By Jitske Hoogenboom

Three years ago, Bruce Britton and I started a journey together to design and deliver an action learning programme for PAX. We’ve finally managed to close our own learning loop [1] by reflecting on the process. The PAX action learning programme was designed to promote learning at the individual, collective and organisational levels and we have learned much about learning which we hope to share widely through our Praxis Paper Innovations in Action Learning: connecting individual, collective and organisational learning in PAX’s action learning programme.

We realised that our ability to close our learning loop was helped by three things that were important elements of the action learning programme as well: firstly, reflecting on a practical experience (i.e. doing); secondly, the presence of a focus for exploration (i.e. reflecting); and thirdly, writing as a way to make explicit what our reflections may mean for future learning programmes. PAX now has many ideas to test in future learning processes that would not have emerged without us writing the Praxis Paper. Hence, the writing of this paper has reinforced some of what we learned from implementing the programme.

Participants that benefitted most from the action learning programme used it to work on challenges really close to their day-to-day work, to the doing. This is mirrored in our experience: we would now do many things differently, but we needed to implement the programme to be able to come up with these changes. Learning is in doing.

The writing of the Praxis Paper has confronted us again with the value of focus. In the programme we used learning questions to focus the learning. This was an important element of the impact for several participants. We started the Praxis Paper with not one, but several questions that we, ourselves, wanted to answer.
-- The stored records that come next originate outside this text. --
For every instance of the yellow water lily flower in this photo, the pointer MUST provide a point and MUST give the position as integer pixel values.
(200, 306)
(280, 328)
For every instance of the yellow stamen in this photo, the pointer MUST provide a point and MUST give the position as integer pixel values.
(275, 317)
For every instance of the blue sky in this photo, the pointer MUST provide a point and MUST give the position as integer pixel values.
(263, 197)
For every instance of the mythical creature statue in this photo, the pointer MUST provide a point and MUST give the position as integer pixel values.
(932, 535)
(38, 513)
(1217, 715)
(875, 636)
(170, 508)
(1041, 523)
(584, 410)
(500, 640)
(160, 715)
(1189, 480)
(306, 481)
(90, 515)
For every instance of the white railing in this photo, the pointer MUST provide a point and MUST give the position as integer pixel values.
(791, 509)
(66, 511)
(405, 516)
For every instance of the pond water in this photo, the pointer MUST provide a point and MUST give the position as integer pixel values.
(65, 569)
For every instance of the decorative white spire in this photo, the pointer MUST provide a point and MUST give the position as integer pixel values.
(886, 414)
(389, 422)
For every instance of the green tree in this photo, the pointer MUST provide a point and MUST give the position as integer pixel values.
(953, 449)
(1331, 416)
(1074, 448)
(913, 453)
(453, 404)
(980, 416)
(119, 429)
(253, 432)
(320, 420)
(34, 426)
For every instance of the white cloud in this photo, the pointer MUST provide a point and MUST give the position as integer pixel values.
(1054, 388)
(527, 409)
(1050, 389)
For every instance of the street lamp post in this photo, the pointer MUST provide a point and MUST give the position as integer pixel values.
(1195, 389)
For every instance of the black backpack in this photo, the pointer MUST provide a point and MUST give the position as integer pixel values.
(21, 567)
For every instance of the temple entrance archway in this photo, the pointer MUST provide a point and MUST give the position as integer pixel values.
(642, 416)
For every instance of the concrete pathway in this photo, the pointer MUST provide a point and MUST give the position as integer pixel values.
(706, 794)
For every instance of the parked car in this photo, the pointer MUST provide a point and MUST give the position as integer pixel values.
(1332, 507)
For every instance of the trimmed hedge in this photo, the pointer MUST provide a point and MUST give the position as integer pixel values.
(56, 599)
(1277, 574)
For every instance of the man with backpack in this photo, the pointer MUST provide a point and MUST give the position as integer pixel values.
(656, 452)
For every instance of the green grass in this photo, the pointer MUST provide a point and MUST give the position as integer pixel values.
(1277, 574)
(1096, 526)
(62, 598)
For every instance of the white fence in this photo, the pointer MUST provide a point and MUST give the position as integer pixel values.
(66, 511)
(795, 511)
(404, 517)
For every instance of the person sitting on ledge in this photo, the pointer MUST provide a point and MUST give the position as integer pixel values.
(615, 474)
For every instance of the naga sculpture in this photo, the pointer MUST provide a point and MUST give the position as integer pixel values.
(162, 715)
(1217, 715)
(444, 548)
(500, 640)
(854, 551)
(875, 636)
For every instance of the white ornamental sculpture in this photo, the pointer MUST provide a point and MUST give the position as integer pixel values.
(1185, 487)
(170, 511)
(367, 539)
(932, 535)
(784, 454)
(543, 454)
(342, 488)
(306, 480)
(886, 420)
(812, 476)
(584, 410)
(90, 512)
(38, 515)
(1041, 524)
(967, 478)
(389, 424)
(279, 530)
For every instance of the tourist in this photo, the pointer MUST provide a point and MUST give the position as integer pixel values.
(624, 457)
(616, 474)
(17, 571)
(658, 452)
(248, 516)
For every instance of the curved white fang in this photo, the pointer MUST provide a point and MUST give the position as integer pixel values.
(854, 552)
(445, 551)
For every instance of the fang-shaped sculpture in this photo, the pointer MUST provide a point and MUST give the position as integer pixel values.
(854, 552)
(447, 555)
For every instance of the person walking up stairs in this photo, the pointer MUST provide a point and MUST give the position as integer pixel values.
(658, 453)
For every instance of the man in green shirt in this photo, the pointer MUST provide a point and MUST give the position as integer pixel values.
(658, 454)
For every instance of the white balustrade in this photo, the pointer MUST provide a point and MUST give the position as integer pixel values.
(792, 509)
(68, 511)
This made it all-too-easy for us to explore many interesting side tracks, but also made it difficult at times to stay on track. We have tried our best to integrate the most valuable lessons into one paper in a way consistent with the questions we set ourselves.

Participants in the action learning programme valued the use of an online sharespace which they used to share their learning. This proved valuable not only for recording and sharing, but also for making explicit theories and ideas, connecting the dots to the extent that they could be translated into new action. Writing also did that for us: while implementing the action learning process, we discussed the implications of challenges we encountered and adapted. By making these challenges explicit while writing this paper, we have arrived at a whole set of adjustments or things to consider in future learning programmes, and at several new observations that we did not recognise before.  

We hope the paper will encourage others to try action learning as we believe even more strongly that it is a very valuable method for personal growth and learning in complex situations. One of the innovations we brought to the programme was the connection between different learning levels (individual, collective and organisational) and we’d be keen to hear from others who have tried to make similar connections through action learning.

[1] Kolb, D. (1984), Experiential Learning: Experience as the Source of Learning and Development. Prentice-Hall. By ‘learning loop’ we mean the experiential learning cycle that comprises doing, reflecting, connecting and testing.